12:40 pm on Apr 27, 2005 (gmt 0)

10+ Year Member



Anybody using them yet? how effective are they and what search engines use them?

more info can be found here
[rorweb.com...]

THanks

Drew

domv

7:36 pm on Apr 28, 2005 (gmt 0)

10+ Year Member



ROR is a simple format for describing your website in a generic fashion, so that search engines and other web applications can find and discover information more easily. By default ROR information is stored in a ROR file called ror.xml placed in your website's main directory. The location and name of the file can also be documented with a link tag in your main page).

ROR is a bit like a business card for your website. And that card can contain as much information as you want about your website (contact, address, feeds, articles, products, discounts, images, events, etc). You can even provide reviews of other websites.

With ROR you are in control of your data; it lives on YOUR website. You no longer need to worry about re-submitting information each time something changes on your website (new information, new products or prices changes, contact or address change, etc).

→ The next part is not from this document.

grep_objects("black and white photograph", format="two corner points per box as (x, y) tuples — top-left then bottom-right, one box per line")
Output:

You no longer need to keep track of where to submit that information to and in what format.

You can also think of ROR as a master-feed with all your website data and metadata in it, organized in a tree-like structure. Shopping search engines focus on your product section, news search engines focus on your news feed section, etc, local search engines grab your contact section, and general search engines read everything including your sitemap section. And if you have a large website you can generate your ROR file from your website database on a regular basis.

Several search engines (small and large) are showing interest in or preparing to read ROR files already. We think ROR will soon have a significant impact on SEO.

What are your thoughts? Do you like the idea?

Thanks,

<snip>

[edited by: trillianjedi at 11:30 pm (utc) on April 28, 2005]
[edit reason] No URL's in sigs please. [/edit]

trillianjedi

11:34 pm on Apr 28, 2005 (gmt 0)

WebmasterWorld Senior Member 10+ Year Member



What are your thoughts?

I'm not sure that I can see how this will succeed where META descriptors failed?

Do you like the idea?

In an ideal world, but I think the last thing any large scale SE would do right now is to put organisation and description of data back into the hands of the webmaster.

TJ

domv

1:57 pm on Apr 29, 2005 (gmt 0)

10+ Year Member



I'm not sure that I can see how this will succeed where META descriptors failed?

In an ideal world, but I think the last thing any large scale SE would do right now is to put organisation and description of data back into the hands of the webmaster.

Hi TJ,

Thanks for bringing this up. Some meta descriptors did fail, not all. But they are comming back with a vengeance. In fact they are now spreading like weeds. The success of RSS, which is essentially Metadata, and the growing adoption of Dublin Core are indications of that. The Web is evolving into the Semantic Web (http://www.w3.org/2001/sw/), it's happening.

Everyone, please share your thoughts on this important topic!